On Wed, Oct 18, 2006 at 04:50:51PM +0100, Alan Cox wrote:
> Ar Mer, 2006-10-18 am 08:51 -0600, ysgrifennodd Matthew Wilcox:
> > The existing implementation of pci_block_user_cfg_access() was recently
> > criticised for providing out of date information and for returning errors
> > on write, which applications won't be expecting.
>
> It was also favoured by some of us as well. In addition this whole issue
> was extensively debated in the past to select the current approach. That
> said I do like the approach of a short wait *specifically* on power
> transitions, its bounded in time, its neat and it makes sense.
>
> We must be very very sure its never triggered in the real world any
> other way (eg your >block testing must be impossible)
Oh yes, absolutely. That's why I posted it with a Nacked-by.
> So unless you distinguish between "back in a moment", "back someday" and
> "not coming back" it isn't useful. Thus your patch is incomplete as it
> does not provide the cache that is also needed. At least I don't think X
> hanging forever mid mode switch is terribly useful...
I don't see how that's possible. If the driver forgets to call
pci_unblock_user_cfg_access(), that's a bug in the kernel driver.
The current user is limited to a two-second delay and the one I'm
proposing introducing is a delay measued in milli- or microseconds.
An extra two-second delay while you BIST your IPR device and change
modes in X at the same time (does X really scan all devices when it's
changing mode settings? That's odd) doesn't strike me as a huge failure.
> > I also addressed the potential issue with nested attempts to block.
> > Now pci_block_user_cfg_access() can return -EBUSY if it's already blocked,
> > and pci_unblock_user_cfg_access() will WARN if you try to unblock an
> > already unblocked device.
>
> Gak that is IMHO a mistake. Just keep a counter. You've just added
> another "what the hell do I do if this returns -EBUSY" problem for all
> the driver authors.
You fail the operation if it returns busy. Or you loop. It's really up
to you, the driver author. You know what operation you're trying to do,
you know what makes more sense.
> NAK for all the above reasons. This is a cure looking for a disease, and
> its a cure which is worse than the theoretical disease it wants to fix.

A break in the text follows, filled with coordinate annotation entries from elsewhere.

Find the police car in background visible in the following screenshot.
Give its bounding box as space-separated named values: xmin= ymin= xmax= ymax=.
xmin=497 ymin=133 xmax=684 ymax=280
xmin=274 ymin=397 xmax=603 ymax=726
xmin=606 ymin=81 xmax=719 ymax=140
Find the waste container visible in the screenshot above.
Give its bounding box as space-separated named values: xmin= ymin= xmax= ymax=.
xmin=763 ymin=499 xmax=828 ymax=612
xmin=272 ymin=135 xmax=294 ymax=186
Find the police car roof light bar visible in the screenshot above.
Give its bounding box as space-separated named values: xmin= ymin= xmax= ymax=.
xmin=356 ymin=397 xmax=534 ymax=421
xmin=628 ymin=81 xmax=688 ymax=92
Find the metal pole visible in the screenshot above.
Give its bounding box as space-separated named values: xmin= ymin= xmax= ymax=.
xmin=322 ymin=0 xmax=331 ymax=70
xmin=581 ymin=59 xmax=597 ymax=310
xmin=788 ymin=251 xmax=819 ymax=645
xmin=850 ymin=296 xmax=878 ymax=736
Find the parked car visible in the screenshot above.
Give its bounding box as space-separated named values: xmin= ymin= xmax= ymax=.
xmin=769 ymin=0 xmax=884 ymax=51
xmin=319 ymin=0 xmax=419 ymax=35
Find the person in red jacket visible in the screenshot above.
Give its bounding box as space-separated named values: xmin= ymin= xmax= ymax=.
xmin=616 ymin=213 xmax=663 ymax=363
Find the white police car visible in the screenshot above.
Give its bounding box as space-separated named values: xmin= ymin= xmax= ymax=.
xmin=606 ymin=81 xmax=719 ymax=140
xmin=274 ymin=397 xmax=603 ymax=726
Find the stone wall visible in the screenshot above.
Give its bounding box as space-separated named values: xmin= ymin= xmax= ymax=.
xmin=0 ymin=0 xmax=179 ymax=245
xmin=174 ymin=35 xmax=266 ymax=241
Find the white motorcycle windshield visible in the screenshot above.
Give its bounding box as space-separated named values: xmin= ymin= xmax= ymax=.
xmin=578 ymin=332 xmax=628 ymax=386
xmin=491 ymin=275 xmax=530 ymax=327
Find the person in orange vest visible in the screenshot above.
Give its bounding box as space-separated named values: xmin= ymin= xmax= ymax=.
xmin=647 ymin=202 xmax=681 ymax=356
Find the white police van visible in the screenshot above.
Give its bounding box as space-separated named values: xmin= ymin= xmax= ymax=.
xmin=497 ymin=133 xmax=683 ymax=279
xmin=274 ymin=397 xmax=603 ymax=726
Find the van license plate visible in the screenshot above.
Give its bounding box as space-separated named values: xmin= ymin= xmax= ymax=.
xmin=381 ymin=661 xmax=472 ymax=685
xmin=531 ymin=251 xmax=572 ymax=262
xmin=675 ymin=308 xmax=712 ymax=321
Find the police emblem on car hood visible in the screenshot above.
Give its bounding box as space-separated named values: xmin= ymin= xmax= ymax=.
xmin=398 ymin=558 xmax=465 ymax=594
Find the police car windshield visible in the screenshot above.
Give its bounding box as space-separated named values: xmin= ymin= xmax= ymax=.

Absolutely not. It's an attempt to solve a tricky problem. Devfs, now
there was a cure looking for a disease.
It seemed to me there was consensus that blocking was a better approach
than returning a cached value or returning an error. If we're
decided that returning a cached value is the better approach, then
the patch to fix it is trivial; move the pci_set_state() call from the
pci_block_user_cfg_access() function to the IPR driver. Done and dusted.